Récit n°3 : Blodwyn à l'Aventure

« Le voilà ! » a crié Valentine, ravie de sa découverte en pointant du doigt un tas de bûches moussues.

Essoufflée, je suis arrivée derrière elle en scrutant le décor avant de les apercevoir. Posée au sommet, une petite Porte de Fée blanche se dressait.


Porte de Fée blanche
Porte de Blodwyn, Fée des fleurs blanches

« Bon, nous n’avons plus qu’à l’attendre » a déclaré Valentine en s’installant à côté.


Quelques minutes plus tard, une petite Fée surexcitée a fait son apparition. Blodwyn, enchantée de trouver de la compagnie à qui raconter son dernier voyage, nous a à peine laissé le temps d’échanger quelques mots avant de commencer son récit :

« J’en avais entendu parler, mais je n’y étais encore jamais allée. Vous n’êtes pas sans savoir que je voyage deux fois par mois dans les lieux les plus magiques du monde. »

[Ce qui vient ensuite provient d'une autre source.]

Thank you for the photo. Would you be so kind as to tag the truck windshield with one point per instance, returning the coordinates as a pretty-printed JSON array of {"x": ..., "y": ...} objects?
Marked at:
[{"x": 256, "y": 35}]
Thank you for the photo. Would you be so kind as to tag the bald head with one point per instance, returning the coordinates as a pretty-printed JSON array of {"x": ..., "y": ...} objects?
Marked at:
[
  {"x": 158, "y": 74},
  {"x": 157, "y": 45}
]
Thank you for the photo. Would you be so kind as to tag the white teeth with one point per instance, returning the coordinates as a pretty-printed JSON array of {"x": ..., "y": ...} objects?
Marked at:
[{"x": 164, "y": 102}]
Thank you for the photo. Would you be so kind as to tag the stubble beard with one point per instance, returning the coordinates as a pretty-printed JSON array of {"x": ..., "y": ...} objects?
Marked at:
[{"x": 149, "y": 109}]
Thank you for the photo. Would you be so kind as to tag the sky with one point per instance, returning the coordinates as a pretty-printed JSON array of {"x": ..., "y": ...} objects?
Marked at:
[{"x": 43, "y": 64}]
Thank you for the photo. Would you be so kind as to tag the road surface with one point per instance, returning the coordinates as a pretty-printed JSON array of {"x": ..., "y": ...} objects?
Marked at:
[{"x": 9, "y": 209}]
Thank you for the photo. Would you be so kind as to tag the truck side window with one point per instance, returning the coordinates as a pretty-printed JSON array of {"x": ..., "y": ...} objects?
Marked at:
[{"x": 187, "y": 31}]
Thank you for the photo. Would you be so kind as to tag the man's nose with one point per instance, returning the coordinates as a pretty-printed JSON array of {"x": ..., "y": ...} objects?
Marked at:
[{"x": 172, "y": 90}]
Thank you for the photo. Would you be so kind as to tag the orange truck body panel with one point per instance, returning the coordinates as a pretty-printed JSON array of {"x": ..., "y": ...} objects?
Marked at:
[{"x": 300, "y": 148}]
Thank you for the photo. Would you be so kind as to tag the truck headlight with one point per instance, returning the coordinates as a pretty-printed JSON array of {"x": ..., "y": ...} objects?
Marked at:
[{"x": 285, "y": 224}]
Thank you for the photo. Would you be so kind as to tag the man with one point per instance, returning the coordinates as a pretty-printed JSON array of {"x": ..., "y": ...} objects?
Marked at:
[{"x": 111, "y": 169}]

Nous l’ignorions, mais nous avons hoché la tête.

« Eh bien aujourd’hui, j’y suis enfin allée. Vous savez, malgré ma jeunesse j’ai beaucoup voyagé, et je suis de moins en moins étonnée par ce que je vois. Mais cette fois ci c’était exceptionnel, magnifique, je n’en revenais tout simplement pas. Vous auriez vu ces voutes, ces gravures. Et cette odeur ! Incroyable ! »

Ses yeux brillaient, fascinés par je ne sais quels souvenirs qu’elle se rejouait.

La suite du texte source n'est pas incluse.